Here is what happened in our newest Let’s Test Session: we took a closer look at a method for structuring exploratory testing, documenting it for other team members in the project, and thus making it more transparent.
Why this method?
In the consulting environment, we often hear skeptical voices claiming that exploratory testing is unstructured and that little, if anything, is documented. Since this is not true, we have examined a method that dispels this false idea. Let’s talk about session-based testing.
Within a fixed time frame of 45-90 minutes, a previously defined object, such as a scenario or a feature, is tested undisturbed and concentrated. We used various tools, for example a test charta, in which, among other things, the course, results and deviations found in the test session are noted.
What and how did we test
We chose a website from the e-commerce environment and each participant defined a goal for their session in advance. Different aspects were tested, such as:
- The newsletter signup and confirmation feature including validation of the (not) allowed characters entered;
- The UX in terms of intuitive navigation, e.g. when a user is looking for a specific category;
- The product search feature: are only matching items displayed as results? What happens if the desired product is not available in the store?

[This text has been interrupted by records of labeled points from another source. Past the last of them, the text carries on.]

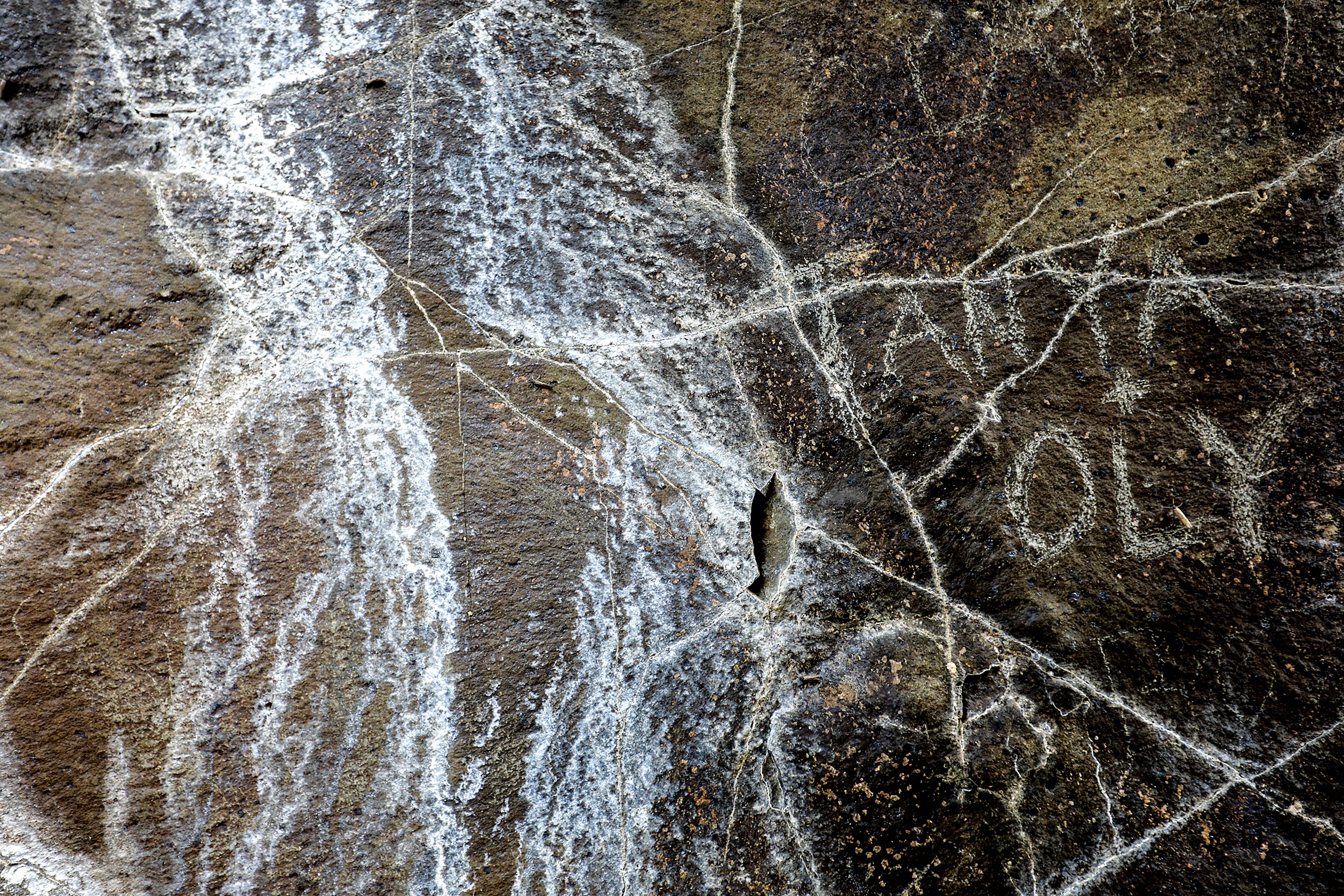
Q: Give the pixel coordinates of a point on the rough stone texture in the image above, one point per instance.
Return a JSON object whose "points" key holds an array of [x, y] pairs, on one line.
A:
{"points": [[671, 448]]}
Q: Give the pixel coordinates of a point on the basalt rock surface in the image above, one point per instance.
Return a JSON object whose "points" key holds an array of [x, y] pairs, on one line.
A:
{"points": [[671, 448]]}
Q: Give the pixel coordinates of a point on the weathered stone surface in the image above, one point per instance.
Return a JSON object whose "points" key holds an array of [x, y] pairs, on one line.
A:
{"points": [[648, 448]]}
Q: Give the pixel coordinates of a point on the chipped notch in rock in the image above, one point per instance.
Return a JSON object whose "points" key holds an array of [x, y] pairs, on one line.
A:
{"points": [[773, 530], [436, 557]]}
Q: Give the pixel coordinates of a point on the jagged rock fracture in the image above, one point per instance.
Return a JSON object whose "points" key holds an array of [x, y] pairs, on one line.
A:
{"points": [[646, 448]]}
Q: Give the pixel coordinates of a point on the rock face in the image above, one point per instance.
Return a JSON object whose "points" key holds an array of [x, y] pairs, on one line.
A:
{"points": [[671, 448]]}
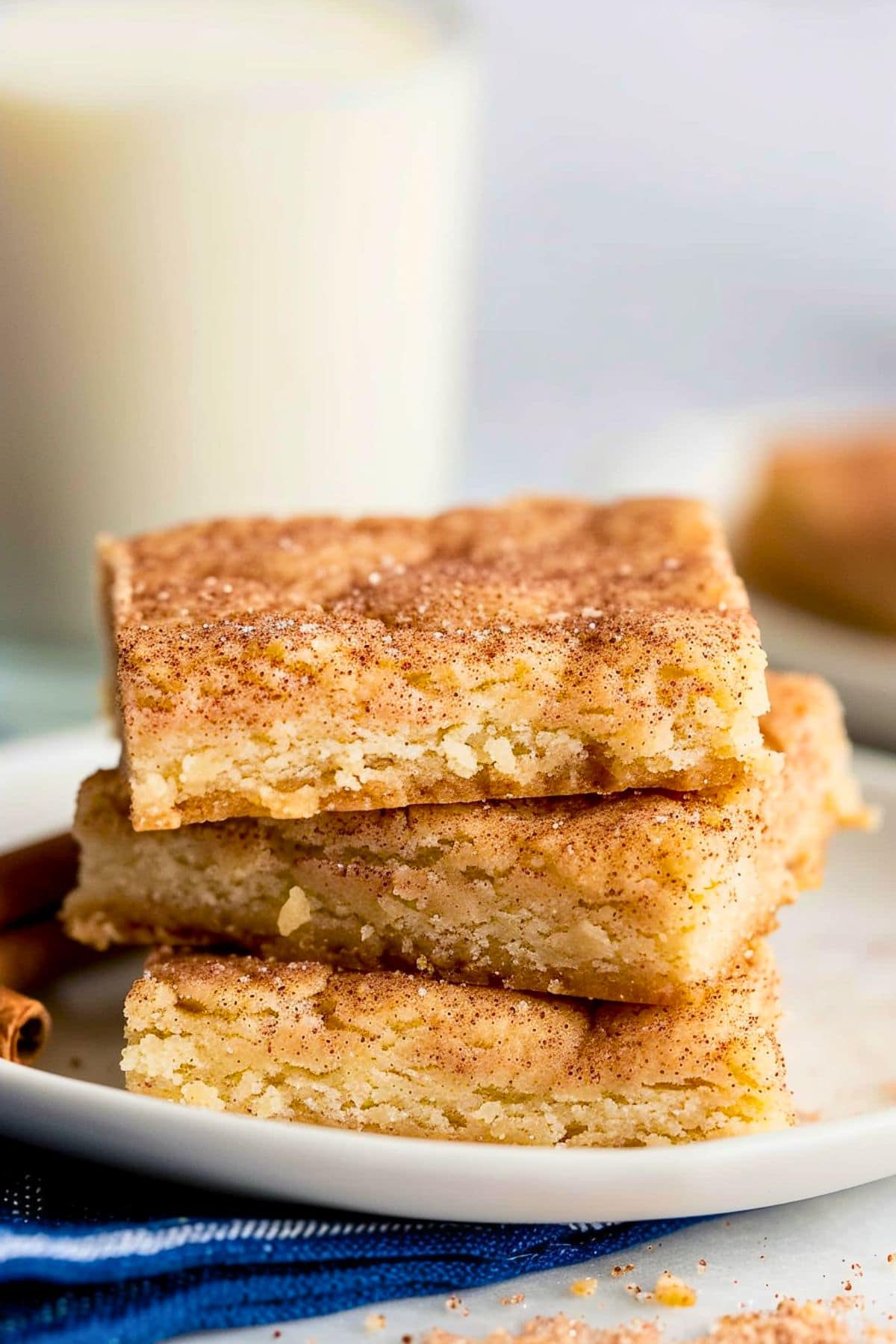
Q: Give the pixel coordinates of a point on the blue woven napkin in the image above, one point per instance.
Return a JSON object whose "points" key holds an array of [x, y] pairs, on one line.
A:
{"points": [[94, 1256]]}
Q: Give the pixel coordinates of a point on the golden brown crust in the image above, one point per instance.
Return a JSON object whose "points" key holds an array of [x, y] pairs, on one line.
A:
{"points": [[822, 531], [633, 897], [280, 668], [398, 1054]]}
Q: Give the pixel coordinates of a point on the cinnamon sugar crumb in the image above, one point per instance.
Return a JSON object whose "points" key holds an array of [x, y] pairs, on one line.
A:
{"points": [[791, 1323], [673, 1292], [558, 1330]]}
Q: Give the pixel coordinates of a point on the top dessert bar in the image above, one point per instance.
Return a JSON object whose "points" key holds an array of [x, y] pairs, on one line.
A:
{"points": [[541, 647]]}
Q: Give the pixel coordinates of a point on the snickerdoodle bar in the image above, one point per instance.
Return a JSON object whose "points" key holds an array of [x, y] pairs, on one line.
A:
{"points": [[402, 1054], [541, 647], [635, 897]]}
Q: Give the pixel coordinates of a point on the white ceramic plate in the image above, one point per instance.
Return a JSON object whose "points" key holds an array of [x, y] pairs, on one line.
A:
{"points": [[719, 456], [839, 954]]}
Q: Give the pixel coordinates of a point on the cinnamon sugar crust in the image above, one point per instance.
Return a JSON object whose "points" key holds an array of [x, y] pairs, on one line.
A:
{"points": [[541, 647], [403, 1055], [637, 897], [822, 530]]}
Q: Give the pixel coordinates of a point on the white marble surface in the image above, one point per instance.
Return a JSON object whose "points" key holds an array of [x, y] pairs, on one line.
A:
{"points": [[806, 1250]]}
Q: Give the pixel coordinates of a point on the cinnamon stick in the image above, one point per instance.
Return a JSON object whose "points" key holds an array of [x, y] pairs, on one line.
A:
{"points": [[25, 1026], [37, 878], [37, 953]]}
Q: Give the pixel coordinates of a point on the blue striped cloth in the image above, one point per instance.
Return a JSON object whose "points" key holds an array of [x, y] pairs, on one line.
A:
{"points": [[92, 1256]]}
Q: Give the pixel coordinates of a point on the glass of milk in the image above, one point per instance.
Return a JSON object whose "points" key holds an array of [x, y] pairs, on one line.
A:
{"points": [[234, 270]]}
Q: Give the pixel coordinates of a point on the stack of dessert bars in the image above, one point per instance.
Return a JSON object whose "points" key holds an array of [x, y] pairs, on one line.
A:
{"points": [[464, 827]]}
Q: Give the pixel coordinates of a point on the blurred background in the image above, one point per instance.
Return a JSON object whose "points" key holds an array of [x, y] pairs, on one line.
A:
{"points": [[370, 255]]}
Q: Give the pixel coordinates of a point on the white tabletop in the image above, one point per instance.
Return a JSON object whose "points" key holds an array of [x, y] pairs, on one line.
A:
{"points": [[809, 1250]]}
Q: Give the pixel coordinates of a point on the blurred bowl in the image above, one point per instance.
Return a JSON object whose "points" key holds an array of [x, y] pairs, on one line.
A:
{"points": [[719, 456]]}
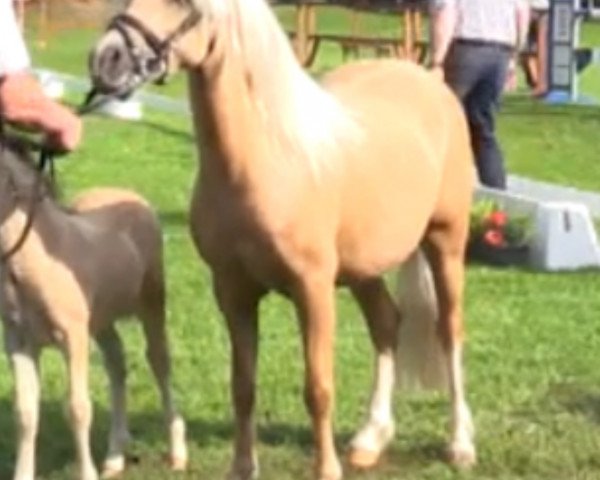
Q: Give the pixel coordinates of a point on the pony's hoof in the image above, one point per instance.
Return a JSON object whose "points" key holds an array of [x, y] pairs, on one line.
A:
{"points": [[178, 464], [113, 467], [462, 455], [108, 473], [361, 459]]}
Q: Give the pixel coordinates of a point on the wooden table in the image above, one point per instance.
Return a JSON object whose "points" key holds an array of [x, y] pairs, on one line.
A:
{"points": [[409, 43]]}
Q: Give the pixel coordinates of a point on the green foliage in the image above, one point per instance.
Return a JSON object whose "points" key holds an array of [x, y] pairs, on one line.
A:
{"points": [[488, 216]]}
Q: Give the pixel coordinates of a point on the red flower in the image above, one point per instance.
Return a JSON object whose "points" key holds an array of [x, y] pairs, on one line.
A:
{"points": [[494, 238], [497, 219]]}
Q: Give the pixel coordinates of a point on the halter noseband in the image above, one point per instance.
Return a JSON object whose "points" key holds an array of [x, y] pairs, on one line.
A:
{"points": [[149, 68]]}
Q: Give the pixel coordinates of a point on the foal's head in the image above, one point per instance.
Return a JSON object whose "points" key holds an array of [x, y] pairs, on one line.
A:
{"points": [[150, 39]]}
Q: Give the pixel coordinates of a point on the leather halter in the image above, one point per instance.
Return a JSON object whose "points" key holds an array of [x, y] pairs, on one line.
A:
{"points": [[152, 68]]}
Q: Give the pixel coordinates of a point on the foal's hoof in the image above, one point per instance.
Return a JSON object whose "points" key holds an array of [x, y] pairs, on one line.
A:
{"points": [[362, 459], [462, 455]]}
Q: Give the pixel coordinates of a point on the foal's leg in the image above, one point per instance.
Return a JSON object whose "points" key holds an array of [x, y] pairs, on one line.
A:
{"points": [[80, 406], [23, 356], [316, 309], [445, 255], [157, 353], [238, 302], [114, 361], [383, 320]]}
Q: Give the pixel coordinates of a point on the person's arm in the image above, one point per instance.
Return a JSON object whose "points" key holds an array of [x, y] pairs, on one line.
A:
{"points": [[443, 24]]}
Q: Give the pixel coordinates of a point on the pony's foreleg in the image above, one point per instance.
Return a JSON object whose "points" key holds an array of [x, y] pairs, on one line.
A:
{"points": [[80, 406], [382, 319], [448, 272], [23, 357], [157, 353], [314, 299], [114, 361], [239, 305]]}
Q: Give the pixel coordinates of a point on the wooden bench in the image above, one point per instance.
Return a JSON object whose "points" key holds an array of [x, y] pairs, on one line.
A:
{"points": [[409, 43]]}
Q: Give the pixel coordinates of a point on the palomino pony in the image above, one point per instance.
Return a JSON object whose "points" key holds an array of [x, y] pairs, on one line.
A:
{"points": [[72, 275], [303, 187]]}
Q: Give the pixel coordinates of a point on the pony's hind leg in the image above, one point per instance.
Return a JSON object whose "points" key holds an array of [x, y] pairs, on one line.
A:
{"points": [[446, 256], [382, 318], [76, 349], [314, 299], [152, 315], [23, 357], [112, 350], [238, 302]]}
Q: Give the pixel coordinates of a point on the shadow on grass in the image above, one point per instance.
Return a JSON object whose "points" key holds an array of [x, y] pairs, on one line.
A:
{"points": [[56, 453]]}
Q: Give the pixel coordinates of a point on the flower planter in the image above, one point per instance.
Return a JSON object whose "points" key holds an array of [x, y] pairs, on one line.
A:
{"points": [[501, 256]]}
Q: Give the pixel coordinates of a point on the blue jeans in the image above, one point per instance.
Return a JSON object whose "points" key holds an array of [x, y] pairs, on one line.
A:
{"points": [[476, 73]]}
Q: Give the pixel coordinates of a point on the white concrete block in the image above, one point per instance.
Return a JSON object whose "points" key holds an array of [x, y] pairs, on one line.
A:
{"points": [[564, 237]]}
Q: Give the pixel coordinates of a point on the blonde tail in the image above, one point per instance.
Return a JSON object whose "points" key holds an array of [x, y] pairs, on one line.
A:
{"points": [[420, 358]]}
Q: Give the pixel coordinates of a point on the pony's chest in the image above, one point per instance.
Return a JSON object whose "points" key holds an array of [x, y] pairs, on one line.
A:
{"points": [[267, 252]]}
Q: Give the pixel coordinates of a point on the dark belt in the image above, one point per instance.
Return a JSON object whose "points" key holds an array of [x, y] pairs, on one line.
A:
{"points": [[469, 42]]}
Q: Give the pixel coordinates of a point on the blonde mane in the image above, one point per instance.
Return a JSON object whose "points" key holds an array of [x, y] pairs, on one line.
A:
{"points": [[303, 116]]}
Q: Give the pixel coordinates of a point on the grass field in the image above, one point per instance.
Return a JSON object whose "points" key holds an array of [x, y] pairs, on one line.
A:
{"points": [[533, 376]]}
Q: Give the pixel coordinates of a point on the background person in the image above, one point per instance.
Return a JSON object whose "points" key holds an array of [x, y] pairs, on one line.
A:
{"points": [[474, 46], [22, 100]]}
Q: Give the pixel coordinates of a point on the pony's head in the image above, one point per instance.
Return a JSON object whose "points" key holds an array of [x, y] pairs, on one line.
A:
{"points": [[151, 39]]}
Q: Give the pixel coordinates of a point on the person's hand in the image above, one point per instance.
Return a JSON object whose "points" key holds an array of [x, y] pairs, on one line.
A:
{"points": [[438, 72], [23, 103]]}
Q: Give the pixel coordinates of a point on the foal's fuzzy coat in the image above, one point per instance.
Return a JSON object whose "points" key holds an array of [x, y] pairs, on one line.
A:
{"points": [[76, 273]]}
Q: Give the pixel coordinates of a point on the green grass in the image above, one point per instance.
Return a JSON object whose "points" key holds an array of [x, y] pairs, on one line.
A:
{"points": [[531, 359]]}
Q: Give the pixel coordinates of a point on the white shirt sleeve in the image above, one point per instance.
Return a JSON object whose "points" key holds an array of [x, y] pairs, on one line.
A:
{"points": [[13, 52]]}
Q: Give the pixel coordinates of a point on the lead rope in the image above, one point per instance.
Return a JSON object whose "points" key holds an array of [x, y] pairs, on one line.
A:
{"points": [[46, 162]]}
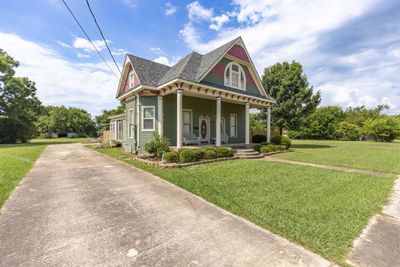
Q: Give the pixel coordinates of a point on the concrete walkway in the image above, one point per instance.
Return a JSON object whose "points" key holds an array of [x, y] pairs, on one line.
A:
{"points": [[79, 208], [324, 166], [379, 244]]}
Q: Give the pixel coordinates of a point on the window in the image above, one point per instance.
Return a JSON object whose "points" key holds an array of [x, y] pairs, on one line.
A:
{"points": [[234, 76], [187, 121], [131, 79], [233, 125], [148, 121], [131, 126]]}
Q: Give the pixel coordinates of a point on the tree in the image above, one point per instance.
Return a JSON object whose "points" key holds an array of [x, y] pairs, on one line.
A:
{"points": [[103, 120], [288, 85], [322, 123], [383, 129], [19, 105], [63, 120]]}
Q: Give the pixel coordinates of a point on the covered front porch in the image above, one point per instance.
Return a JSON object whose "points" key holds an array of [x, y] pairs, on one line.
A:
{"points": [[190, 117]]}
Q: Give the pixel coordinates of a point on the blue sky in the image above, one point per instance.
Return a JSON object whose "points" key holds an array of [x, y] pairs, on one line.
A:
{"points": [[350, 50]]}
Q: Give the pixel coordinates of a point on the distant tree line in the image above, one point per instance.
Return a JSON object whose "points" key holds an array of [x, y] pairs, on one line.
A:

- The performance of the page, especially when switching back and forth between pages or loading images;
- The calculation of shipping costs, e.g. for several bulky or forwarding agent items.
For the practical test we took 45 minutes and afterwards, due to time constraints, we only presented and discussed the deviations we found.
In a regular project, we would of course have discussed the results as well as queries and deviations with the product owner and the developers and reported the bugs in an appropriate tool.
Session Based Testing can be used whenever you need quick feedback on an application. Since you actively deal with the product, you also develop a better understanding of it. Session Based Testing is also a creative addition to pre-written test cases for a feature.
It can also be useful to conduct the session as a pairing, e.g. with a developer. Or with a second tester: both participants test the same scenarios on different devices and then compare and discuss their observations.